It's a last-ditch effort to alter/thwart Democratic financial reforms: House Republicans will force a floor vote today on Ron Paul's proposal for an audit of the Federal Reserve.
The effort is tied to America Speaking Out, the House GOP legislative crowd-sourcing website in which Republicans take suggestions from users on bills to propose. According to the House GOP, a fed audit is one of the suggestions most commonly offered through the website.
Paul introduced the Federal Reserve Transparency Act last spring; it would require the Government Accountability Office to conduct and audit and submit the results to Congress. The proposal is popular in the House, having gained 320 cosponsors, but probably wouldn't fare as well in the Senate: a related bill, introduced by Vermont Independent Sen. Bernie Sanders, drew only two cosponsors.
The vote will come in the form of a Motion to Recommit, a parliamentary procedure that allows the minority party one last chance to alter a bill and send it back to committee before it is passed. Given how close Democrats are to passing financial reform, it's unlikely House Dems--even those who want to see a GAO audit of the Fed--will vote to send House and Senate negotiators back to the negotiating table.
The financial reform bill already has a compromise Fed-audit provision; the motion to recommit would replace it with Paul's language.

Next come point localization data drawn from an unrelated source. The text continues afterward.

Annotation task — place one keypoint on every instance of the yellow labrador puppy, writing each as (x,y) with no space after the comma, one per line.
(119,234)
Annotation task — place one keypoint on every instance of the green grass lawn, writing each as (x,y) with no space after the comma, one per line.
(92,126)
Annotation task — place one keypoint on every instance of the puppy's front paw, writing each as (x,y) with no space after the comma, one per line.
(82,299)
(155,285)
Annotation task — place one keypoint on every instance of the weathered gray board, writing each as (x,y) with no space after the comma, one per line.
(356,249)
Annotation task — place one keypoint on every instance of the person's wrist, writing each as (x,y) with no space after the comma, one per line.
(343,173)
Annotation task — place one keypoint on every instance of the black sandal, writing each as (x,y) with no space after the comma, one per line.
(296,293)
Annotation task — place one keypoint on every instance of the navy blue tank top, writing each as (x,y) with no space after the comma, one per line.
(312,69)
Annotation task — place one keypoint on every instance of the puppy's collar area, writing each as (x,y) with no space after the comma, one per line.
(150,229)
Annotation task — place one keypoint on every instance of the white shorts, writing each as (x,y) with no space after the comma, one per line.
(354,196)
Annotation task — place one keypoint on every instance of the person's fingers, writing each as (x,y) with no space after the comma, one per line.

One intriguing political dimension of this is that Paul has somehow found himself, to some degree, in the mainstream: his skepticism of the Fed has gained traction not just among Tea Partiers, but among a majority of the House, including liberals, moderates, and Bush-era conservatives. Lynn Woolsey, who chairs the House Progressive Caucus, supports his bill; so does House Minority Leader John Boehner. House Republican leaders are pushing Paul's idea to combat the Democratic platform. I don't think we'll see Paul taking over as Minority Leader or Speaker next year, but it's tempting to call it a sign of the times that popular legislation by the libertarian outsider is being pushed by his party's establishment.